A typical test takes less than 15 minutes. The data acquired may provide indirect evidence of the presence of coronary artery disease but the test may be performed for a number of other reasons including the assessment of physical fitness (see cardiopulmonary exercise test).

Myocardial Perfusion Scintigraphy

This test involves imaging the heart using the distribution properties of radiopharmaceutical imaging agents with the images being obtained by a scintillation camera. The images of the heart at rest and following stress ('physical not emotional stress' with medication or via exercise) are compared and can be used to make an indirect assessment of coronary artery disease.

Stress Echocardiography

A stress echocardiogram is a minimally invasive test which allows your Doctor to look at your heart using echo ultrasound and ECG recordings at rest and also during stress when it is beating faster. The stress can be created physiologically with exercise or via pharmacological agents such as dobutamine. The test will help your Doctor to assess the response of the heart to stress and detect any effects of coronary or valve disease on the pumping action of the heart.

Transthoracic Echocardiography

This test records moving images of the heart using ultrasound. It typically takes about 20 minutes to perform. It involves the application of jelly to the end of a small probe that is applied to the chest wall to acquire the heart images. This is an extremely low risk procedure.

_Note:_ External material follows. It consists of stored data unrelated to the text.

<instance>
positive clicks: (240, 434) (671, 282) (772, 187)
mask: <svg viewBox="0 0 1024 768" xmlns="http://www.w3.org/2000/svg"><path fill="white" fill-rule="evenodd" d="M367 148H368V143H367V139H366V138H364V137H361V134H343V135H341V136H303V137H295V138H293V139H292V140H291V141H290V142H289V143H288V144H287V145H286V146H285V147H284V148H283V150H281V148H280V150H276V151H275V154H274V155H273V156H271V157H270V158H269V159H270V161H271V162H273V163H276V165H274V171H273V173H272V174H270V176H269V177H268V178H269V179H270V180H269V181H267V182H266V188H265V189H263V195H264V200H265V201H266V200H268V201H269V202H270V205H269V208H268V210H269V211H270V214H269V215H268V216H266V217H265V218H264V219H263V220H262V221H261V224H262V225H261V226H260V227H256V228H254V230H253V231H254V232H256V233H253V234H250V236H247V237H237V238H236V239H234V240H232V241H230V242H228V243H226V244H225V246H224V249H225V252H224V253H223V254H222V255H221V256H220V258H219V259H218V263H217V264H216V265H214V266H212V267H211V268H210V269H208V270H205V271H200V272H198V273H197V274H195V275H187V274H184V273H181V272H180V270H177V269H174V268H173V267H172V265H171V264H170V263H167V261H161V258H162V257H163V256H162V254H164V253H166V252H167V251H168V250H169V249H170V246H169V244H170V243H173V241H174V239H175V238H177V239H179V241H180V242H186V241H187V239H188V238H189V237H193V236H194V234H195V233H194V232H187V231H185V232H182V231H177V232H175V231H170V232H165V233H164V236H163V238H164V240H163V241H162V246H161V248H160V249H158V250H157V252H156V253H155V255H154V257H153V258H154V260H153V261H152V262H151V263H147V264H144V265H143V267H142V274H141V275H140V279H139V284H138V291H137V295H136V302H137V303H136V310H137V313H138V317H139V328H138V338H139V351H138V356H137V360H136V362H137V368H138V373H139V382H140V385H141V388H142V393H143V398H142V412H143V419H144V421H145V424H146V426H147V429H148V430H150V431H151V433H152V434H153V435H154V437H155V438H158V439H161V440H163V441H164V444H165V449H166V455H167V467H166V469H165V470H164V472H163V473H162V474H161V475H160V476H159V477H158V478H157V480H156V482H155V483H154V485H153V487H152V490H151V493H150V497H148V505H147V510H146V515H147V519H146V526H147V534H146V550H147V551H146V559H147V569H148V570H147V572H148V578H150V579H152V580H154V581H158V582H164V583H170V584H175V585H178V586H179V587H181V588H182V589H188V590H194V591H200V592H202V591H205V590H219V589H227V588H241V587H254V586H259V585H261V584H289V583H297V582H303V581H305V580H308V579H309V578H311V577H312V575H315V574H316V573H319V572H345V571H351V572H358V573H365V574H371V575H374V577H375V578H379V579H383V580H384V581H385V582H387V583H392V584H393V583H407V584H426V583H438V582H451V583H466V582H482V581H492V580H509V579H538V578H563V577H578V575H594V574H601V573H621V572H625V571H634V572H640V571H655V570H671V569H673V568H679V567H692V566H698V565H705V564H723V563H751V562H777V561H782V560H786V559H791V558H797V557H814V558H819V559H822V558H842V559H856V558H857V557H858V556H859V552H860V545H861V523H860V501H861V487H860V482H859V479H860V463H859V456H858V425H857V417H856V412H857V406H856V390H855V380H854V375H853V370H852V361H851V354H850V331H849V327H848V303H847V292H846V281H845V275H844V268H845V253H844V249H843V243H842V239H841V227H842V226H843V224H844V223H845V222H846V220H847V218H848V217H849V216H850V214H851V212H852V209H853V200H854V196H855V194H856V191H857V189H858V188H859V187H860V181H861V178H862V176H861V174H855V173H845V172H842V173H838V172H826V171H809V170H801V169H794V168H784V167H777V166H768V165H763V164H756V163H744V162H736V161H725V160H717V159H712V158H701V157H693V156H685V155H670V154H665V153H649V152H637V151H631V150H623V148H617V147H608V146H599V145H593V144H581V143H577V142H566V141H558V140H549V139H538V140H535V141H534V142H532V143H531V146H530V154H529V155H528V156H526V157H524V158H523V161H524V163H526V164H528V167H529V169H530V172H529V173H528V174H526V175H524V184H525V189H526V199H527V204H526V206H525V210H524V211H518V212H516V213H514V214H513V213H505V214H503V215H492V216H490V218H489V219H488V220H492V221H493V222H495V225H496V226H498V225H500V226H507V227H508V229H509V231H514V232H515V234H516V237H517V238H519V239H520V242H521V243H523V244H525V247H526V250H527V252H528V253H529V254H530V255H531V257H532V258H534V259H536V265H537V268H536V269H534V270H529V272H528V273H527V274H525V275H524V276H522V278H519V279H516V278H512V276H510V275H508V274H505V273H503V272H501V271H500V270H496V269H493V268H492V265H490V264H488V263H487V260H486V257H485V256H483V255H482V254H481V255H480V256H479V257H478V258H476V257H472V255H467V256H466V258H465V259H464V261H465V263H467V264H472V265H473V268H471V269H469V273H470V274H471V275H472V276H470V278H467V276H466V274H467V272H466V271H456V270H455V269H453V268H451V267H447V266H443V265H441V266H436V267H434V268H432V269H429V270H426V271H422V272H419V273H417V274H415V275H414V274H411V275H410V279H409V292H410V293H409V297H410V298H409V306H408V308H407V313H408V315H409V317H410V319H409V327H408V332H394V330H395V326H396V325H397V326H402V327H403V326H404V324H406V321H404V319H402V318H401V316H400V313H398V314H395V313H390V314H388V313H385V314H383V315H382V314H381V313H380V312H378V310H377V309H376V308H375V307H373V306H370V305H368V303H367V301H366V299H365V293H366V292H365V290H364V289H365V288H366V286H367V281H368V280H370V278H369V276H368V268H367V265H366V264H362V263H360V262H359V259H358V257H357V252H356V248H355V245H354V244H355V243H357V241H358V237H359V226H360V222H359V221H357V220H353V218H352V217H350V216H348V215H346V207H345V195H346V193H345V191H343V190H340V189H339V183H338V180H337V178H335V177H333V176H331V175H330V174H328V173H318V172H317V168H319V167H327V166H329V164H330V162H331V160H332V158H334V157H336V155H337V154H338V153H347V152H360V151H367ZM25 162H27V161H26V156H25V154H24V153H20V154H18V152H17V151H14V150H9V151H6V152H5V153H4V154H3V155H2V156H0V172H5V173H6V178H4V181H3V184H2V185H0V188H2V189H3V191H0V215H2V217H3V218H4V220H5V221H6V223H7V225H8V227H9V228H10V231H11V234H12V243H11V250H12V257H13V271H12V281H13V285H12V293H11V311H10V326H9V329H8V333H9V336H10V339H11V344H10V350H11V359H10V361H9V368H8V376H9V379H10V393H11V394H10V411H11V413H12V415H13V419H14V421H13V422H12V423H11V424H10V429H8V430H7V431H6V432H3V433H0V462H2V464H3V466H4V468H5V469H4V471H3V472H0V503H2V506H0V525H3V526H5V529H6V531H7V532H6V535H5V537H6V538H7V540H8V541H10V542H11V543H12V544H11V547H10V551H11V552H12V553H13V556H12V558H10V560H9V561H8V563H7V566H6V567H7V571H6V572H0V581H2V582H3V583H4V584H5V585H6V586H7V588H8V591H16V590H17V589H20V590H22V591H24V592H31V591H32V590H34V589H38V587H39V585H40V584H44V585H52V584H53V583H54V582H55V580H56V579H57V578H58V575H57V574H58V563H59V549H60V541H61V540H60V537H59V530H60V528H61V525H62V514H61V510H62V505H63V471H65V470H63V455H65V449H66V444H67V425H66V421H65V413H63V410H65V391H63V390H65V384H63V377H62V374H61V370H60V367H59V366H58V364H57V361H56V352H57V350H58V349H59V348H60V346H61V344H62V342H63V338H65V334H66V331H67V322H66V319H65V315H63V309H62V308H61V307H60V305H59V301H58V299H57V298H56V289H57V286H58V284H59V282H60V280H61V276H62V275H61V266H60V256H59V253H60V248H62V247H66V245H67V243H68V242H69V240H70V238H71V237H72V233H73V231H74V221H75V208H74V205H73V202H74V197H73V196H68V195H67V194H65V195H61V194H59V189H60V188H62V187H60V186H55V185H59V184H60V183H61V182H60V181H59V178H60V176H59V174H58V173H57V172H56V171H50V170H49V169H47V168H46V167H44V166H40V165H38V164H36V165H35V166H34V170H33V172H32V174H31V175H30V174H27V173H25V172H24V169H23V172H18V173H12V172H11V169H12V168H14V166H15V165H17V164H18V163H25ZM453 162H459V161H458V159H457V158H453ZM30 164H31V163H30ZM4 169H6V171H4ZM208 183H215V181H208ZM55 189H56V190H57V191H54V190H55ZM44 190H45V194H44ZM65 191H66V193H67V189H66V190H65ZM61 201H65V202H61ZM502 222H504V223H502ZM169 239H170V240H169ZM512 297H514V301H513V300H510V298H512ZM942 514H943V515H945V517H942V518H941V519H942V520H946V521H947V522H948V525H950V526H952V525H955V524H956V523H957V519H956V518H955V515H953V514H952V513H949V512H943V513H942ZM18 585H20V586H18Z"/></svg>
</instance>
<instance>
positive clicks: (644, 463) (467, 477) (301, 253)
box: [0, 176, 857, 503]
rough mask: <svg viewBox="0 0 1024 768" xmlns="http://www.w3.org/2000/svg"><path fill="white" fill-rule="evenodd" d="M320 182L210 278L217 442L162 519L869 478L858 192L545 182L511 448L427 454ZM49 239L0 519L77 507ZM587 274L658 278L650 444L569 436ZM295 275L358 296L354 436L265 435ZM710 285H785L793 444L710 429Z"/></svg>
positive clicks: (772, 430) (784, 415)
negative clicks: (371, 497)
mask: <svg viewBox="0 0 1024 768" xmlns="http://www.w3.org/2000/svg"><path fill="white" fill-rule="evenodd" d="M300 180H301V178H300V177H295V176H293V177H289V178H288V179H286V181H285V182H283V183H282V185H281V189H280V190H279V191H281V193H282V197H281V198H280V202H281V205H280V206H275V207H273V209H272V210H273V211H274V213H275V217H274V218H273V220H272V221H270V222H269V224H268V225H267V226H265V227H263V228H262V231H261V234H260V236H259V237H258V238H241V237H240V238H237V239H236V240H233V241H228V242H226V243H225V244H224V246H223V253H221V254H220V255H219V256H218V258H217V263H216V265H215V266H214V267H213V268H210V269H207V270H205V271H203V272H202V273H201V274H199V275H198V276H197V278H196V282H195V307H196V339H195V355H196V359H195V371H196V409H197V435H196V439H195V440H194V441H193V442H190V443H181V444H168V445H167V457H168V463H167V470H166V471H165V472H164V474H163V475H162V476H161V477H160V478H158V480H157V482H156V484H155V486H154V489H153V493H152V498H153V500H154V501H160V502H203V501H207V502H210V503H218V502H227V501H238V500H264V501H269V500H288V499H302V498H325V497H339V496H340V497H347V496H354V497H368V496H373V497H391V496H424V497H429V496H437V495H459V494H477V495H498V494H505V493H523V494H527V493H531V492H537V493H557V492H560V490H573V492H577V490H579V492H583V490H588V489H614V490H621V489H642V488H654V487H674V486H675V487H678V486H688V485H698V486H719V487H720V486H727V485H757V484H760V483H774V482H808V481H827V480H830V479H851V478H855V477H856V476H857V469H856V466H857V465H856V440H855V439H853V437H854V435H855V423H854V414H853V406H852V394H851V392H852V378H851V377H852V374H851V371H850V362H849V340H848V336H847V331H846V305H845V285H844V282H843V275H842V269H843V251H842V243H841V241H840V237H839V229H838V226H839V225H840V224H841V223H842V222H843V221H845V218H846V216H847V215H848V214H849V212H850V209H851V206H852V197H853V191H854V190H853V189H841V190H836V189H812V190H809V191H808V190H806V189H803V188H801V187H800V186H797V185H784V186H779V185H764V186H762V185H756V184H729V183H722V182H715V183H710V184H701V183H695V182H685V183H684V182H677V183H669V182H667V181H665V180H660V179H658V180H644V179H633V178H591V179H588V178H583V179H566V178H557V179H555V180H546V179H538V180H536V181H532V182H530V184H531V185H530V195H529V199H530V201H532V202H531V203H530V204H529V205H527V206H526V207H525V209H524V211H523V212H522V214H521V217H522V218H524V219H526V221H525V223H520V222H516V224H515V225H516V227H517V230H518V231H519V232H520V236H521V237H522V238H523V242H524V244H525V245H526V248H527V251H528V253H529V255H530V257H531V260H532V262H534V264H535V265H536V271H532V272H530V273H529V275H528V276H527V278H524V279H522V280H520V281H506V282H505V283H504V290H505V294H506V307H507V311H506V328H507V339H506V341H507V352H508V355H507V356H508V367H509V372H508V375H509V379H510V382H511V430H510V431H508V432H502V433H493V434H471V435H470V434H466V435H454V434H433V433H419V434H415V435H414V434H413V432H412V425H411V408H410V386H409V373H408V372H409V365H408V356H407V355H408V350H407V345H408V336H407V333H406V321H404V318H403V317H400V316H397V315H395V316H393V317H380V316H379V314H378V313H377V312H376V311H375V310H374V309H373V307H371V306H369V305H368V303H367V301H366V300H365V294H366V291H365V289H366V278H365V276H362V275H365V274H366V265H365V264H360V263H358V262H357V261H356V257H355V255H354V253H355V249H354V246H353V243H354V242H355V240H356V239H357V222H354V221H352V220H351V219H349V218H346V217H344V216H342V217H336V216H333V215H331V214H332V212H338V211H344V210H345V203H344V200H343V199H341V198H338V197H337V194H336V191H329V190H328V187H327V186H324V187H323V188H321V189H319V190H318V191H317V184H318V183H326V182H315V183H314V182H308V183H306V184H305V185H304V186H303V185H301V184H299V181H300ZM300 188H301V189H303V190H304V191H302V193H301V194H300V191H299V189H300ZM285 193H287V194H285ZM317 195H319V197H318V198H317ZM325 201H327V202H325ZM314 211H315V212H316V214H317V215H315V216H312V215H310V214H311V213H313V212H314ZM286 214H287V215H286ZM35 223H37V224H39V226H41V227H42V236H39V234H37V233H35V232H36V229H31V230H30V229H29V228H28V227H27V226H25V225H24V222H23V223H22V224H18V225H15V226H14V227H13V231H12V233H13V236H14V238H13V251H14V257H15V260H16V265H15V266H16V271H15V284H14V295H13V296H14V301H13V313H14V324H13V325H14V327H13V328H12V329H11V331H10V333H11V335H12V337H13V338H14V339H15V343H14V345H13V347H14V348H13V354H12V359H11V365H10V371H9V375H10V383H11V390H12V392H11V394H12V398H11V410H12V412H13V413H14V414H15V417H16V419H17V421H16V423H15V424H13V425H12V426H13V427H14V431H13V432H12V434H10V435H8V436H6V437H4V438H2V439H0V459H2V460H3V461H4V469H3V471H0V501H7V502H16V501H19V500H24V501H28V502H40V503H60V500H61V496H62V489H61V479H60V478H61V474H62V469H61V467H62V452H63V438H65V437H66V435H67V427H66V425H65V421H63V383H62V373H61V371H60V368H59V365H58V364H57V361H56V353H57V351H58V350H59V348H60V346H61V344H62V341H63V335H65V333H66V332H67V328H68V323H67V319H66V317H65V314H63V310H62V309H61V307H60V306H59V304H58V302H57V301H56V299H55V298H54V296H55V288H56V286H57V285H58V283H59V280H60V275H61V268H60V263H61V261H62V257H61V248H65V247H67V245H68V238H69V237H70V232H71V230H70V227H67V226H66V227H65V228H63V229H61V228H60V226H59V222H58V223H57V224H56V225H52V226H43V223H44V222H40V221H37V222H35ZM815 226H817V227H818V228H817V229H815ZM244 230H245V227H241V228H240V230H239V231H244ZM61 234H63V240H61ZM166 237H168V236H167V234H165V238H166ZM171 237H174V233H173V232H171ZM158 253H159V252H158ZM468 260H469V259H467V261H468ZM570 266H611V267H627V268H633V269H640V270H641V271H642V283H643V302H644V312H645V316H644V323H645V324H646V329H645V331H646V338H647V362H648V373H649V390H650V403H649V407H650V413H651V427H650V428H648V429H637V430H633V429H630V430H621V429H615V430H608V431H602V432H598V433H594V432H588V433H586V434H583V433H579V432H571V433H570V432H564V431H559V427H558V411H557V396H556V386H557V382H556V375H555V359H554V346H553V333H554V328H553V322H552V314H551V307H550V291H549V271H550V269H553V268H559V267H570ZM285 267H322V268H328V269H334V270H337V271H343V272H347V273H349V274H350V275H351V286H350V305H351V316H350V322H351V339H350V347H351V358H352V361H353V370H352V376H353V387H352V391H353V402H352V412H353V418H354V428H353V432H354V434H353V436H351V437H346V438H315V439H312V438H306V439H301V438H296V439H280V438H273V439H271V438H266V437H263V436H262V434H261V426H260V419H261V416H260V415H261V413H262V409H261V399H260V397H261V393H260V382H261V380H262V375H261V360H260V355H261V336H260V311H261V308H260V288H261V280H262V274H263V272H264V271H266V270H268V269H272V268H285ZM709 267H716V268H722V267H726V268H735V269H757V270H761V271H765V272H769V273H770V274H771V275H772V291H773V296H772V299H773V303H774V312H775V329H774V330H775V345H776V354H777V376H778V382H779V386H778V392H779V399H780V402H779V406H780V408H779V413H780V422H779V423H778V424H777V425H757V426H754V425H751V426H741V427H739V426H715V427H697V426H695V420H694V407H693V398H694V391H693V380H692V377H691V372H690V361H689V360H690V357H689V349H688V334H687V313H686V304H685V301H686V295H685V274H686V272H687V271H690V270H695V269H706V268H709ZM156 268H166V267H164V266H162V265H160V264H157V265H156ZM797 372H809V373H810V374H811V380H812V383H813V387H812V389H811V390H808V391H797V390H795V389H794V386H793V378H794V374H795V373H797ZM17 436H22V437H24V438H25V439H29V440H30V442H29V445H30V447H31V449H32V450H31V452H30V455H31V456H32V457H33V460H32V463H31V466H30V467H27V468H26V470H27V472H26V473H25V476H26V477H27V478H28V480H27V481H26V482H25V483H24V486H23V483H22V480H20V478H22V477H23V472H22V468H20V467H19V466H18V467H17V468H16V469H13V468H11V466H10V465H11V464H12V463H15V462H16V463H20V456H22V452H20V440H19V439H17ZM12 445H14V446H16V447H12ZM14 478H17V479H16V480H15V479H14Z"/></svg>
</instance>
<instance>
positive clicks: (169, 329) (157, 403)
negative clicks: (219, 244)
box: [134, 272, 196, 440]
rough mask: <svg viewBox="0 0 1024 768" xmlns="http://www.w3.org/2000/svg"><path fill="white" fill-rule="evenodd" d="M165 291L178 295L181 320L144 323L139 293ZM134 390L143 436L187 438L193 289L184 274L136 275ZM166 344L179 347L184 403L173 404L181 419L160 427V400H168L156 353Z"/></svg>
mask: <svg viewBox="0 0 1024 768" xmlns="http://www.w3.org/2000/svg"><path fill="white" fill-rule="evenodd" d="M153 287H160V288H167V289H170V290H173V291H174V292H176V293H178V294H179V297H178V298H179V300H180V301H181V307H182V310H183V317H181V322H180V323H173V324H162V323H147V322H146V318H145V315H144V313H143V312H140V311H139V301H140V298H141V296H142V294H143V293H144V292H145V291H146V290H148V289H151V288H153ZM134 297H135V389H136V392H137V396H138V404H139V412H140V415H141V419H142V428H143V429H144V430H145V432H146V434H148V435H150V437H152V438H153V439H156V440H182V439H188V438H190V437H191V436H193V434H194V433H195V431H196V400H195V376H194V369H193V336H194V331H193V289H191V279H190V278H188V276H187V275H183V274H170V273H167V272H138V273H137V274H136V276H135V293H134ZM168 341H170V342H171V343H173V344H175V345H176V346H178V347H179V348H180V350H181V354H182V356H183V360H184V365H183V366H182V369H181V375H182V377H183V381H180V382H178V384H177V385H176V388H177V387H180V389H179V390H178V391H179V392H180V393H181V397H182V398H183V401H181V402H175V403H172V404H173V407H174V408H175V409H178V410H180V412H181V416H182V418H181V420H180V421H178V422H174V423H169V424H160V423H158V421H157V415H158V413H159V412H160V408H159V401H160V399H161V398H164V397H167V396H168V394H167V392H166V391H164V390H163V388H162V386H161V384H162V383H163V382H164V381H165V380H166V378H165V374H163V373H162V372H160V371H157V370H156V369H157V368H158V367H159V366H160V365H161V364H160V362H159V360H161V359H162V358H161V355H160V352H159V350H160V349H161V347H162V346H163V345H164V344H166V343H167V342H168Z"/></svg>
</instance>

Transoesophageal echocardiography

This test records moving images of the heart using ultrasound. However, unlike tranthoracic echocardiography this test whilst still minimally invasive, involves application of a topical anaesthetic to the back of the throat and administration of a short acting mild sedative a small probe, no larger than the size of the middle finger, is passed down the throat in order to acquire highly detailed heart images. Patients can go home as soon as two hours post procedure.